History
The patient is a 66-year-old woman who first came to medical attention for her heart disease 3 years ago. She had been on a cruise when she initially noticed some functional limitation. She began to have difficulty climbing the stairs and found it necessary to use the elevator. By the end of the cruise she had pedal edema to the midcalf and had to sleep semirecumbant because of shortness of breath while lying flat.
On her return home, she went to see her family doctor, who ordered an echocardiogram. This showed an ejection fraction of 20%. There was trivial mitral regurgitation. The left ventricular mass index was 153 g/m2. The left ventricular end-systolic and end-diastolic dimensions were 44 and 66 mm, respectively. An electrocardiogram (ECG) demonstrated normal sinus rhythm at 77 bpm with left bundle branch block (LBBB) and left axis deviation.
She was initially treated with a diuretic (furosemide [Lasix]) and an angiotensin-converting enzyme inhibitor (ramipril). When she became euvolemic a beta blocker was added (carvedilol) and titrated up to target doses.
She underwent a coronary angiogram, which showed no evidence of flow-limiting coronary artery disease.
Her past medical history included smoking (she stopped smoking 3 years ago, after smoking one pack per day for 20 years). She had a history of breast cancer for which she was treated with chemotherapy (including doxorubicin) and radiation. She drinks 1 to 2 glasses of wine on weekend evenings. She has no family history of cardiomyopathy.
The workup for her heart failure revealed no evidence of human immunodeficiency virus, thyroid disease, hemochromatosis, or amyloidosis. She had no recent history of viral infection.

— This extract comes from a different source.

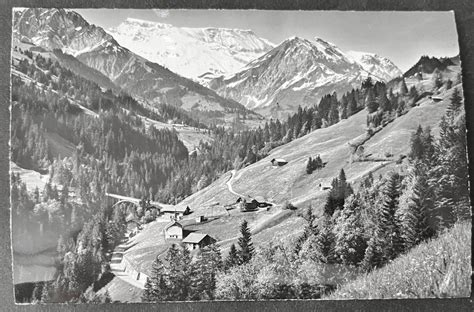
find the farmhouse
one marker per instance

After 9 months of therapy a repeat echocardiogram was performed and showed an ejection fraction of 30%. Her symptoms had improved such that she denied any functional limitation. An exercise stress test was performed to assess her functional ability objectively. She performed a bicycle stress test and was able to perform 3.8 metabolic equivalents. This was deemed to be below expected for her age and gender.
She was referred for a biventricular implantable cardioverter-defibrillator (ICD), but she initially refused because she felt well. During the subsequent 2 years she had one hospitalization for heart failure. At that time her weight was 5 kg over her usual dry weight. She was admitted for a total of 3 days and after intravenous diuretics was back to her baseline weight and functional status.
At a recent visit to the cardiac function clinic it was recommended again that she consider a cardiac resynchronization therapy defibrillator (CRT-D). She wished to discuss it further and was referred to a cardiac electrophysiologist.
Comments
This woman is a 66-year-old woman with nonischemic (presumably chemotherapy induced) cardiomyopathy. Although she denies functional limitation, her exercise stress test demonstrates mild functional limitation (New York Heart Association class II [NYHA]).
Current Medications
The patient takes ramipril 10 mg, carvedilol 25 mg, and spironolactone 12.5 mg in the morning and carvedilol 25 mg in the evening.
Current Symptoms
The patient currently denies orthopnea and paroxysmal nocturnal dyspnea. She is now able to walk eight blocks on the flat surfaces. However, she no longer rides her bike or does aerobics and she takes the elevator instead of the stairs when at the mall.
Comments
This patient has NYHA II heart failure symptoms despite medical therapy. Often, patients will habituate to their functional limitation and feel well. They may not realize that they have changed their lifestyle to accommodate the change in their functional decline.
Physical Examination
Comments
The patient appears mildly volume overloaded.